Most importantly, carefully decide which restaurant to choose. Consider eating at a quick-service restaurant, where the food is ordered and delivered at a counter. This will cut down on the amount of time spent in the restaurant, which in turn will decrease the possibility of tantrums.

In addition to traditional fast food establishments, there are also mid-level quick service restaurants that provide nutritious meals and snacks without the need for wait service. Panera is one of our go-to restaurants while traveling as a family, because the food at Panera is served quickly but is still fresh and nutritious. At home, we frequently eat out at our neighborhood pizza parlor.

Another good tip is to dine out when the restaurant is less crowded. A restaurant will be considerably less crowded for an early lunch at 11 a.m. then at noon or 1 p.m. Similarly, an early dinner is best for our family, as our son is not overly tired and the restaurants are fairly empty.

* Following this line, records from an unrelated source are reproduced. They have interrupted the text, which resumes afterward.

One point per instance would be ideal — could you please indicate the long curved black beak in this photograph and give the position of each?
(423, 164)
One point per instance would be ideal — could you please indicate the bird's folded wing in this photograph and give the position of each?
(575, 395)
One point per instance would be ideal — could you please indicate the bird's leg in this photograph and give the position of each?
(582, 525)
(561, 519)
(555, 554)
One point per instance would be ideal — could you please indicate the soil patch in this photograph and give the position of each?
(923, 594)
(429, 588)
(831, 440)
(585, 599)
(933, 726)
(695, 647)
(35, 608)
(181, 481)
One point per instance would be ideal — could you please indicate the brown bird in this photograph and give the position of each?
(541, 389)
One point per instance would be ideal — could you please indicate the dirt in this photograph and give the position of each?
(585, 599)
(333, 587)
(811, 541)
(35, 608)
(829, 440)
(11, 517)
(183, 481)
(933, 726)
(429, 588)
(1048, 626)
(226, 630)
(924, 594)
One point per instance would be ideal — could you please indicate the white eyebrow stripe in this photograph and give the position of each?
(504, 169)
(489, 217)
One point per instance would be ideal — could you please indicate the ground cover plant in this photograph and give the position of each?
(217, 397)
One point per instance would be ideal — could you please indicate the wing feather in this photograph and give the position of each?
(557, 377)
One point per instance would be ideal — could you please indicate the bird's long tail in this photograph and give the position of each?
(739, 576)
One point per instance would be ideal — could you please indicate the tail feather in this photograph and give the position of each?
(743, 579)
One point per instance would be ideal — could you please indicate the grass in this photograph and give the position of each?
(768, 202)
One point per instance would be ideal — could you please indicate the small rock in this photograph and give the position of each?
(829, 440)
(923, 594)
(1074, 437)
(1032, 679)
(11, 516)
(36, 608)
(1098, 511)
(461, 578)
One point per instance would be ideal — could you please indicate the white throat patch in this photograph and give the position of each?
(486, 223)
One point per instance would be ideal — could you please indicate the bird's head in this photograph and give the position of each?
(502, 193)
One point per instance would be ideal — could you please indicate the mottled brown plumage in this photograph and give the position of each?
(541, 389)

If possible, familiarize the child with the restaurant and the concept of dining out ahead of time. Show the child pictures of the restaurant from the restaurant’s website.

If the child is disturbed by loud noises, try to sit in a quiet area of the restaurant to cut down on the stimulation that he or she receives. If there are booths available, sit in the booth with the child on the inside of the booth next to the wall.

Consider bringing toys or other distractions to the restaurant. While it is ideal if a child can sit quietly or participate in the conversation at the table, such an exemplary display of manners is not always a possibility for any young child. My son loves to play with our phones. An iPad is another great tool for keeping a child on the autism spectrum occupied.

Finally, keep calm, even if the child has a tantrum or acts out. If necessary, get the food wrapped and leave the restaurant.

All families deserve the opportunity to enjoy a meal in a restaurant. Using these strategies can lead to an enjoyable dining experience with a young child on the autism spectrum.